A game’s opening moments really set the tone and level of expectation. Outriders’ intro fails, completely.
Outriders has found itself in a rather nice spot. April is barren of new releases until the very end of the month, giving the People Can Fly shooter a nice bit of runway to establish itself with a gaming community eager for something new. Early impressions suggest Outriders might be worth the investment (or download on Xbox Game Pass), but boy does it get off to a rocky start.
Everyone can point to a game with a memorable opening. First to my mind is the incredible start to God of War 3, a game that dazzled from the off in a way few others have managed. The Last of Us set things up beautifully with a superb intro that stays with you. Every game can’t be such big-budget blockbusters, but they can at least get you off on a high note.
Outriders, a game primarily about shooting things, opens without any shooting, moves at a snail’s pace, flicks between game and cutscene far too often, and sees you talking to a number of boring NPCs. It is the very opposite of what I’d call opening with a bang. It’s pedestrian, and within moments I had semi switched off, my eyes glazed over as a person I do not care about tells me about what’s going on.

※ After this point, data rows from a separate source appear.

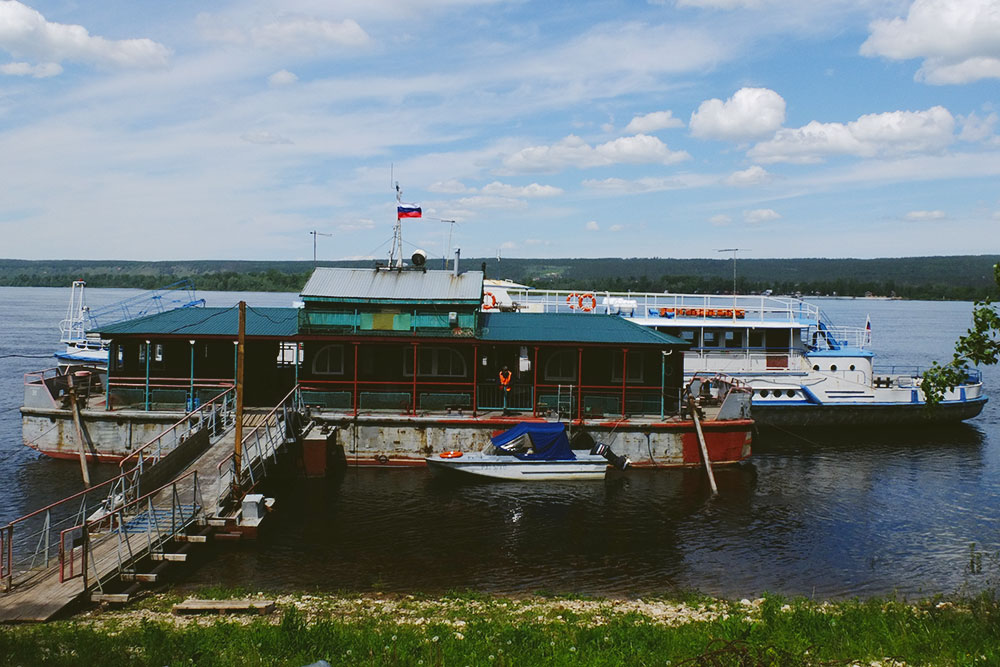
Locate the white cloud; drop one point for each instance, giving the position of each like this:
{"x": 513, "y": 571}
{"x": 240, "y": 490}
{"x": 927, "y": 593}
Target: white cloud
{"x": 450, "y": 187}
{"x": 976, "y": 129}
{"x": 761, "y": 215}
{"x": 721, "y": 4}
{"x": 920, "y": 216}
{"x": 958, "y": 40}
{"x": 575, "y": 152}
{"x": 42, "y": 71}
{"x": 891, "y": 133}
{"x": 534, "y": 190}
{"x": 25, "y": 33}
{"x": 478, "y": 202}
{"x": 651, "y": 122}
{"x": 282, "y": 78}
{"x": 295, "y": 35}
{"x": 754, "y": 175}
{"x": 751, "y": 113}
{"x": 264, "y": 137}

I have no doubt that walking the line between throwing too much at the player and complete hand-holding is tough, but barely anything happens outside of some holographic target shooting training for what seems like about 20 minutes. Not long, you might say, but it’s too long when time is short and I can switch to a number of other new games on Game Pass very easily.
When things finally get going (all before you reach the point where you pick a character class and things start to improve), you fight a mid-sized monster in a very tight space, the camera struggling to keep up amidst the rapid changes in direction and the encouraged roll dodges. There’s an awful “run from the bad things” sequence, and numerous tricky-to-process cinematics that are borderline ruined by the shaky cam filming style.
Then there’s an in-game story sequence where you’re stuck in the back of a transport vehicle, similar to the famous cart ride in Skyrim, except everything is grey and unexciting. After this the game does thankfully go up a level, with some actual gameplay that doesn’t feel horribly disjointed and truncated.
At this point I’m into the game proper, but I can’t remember a single character’s name (including my own), and all I’ve taken in from the story dialogue is that there’s an anomaly of sorts. And now I’m killing things.
I really don’t mind if a game has a compelling story or not. The point is that if you’re going to slowly introduce things and not go hell-for-leather gung-ho action movie in the first 20 minutes of a game about shooting things, you really need to make it somewhat more engaging than this.
I don’t know how long the game will hold my attention, but it’s worth noting that if you feel like switching off after five minutes, things do improve. By how much remains to be seen.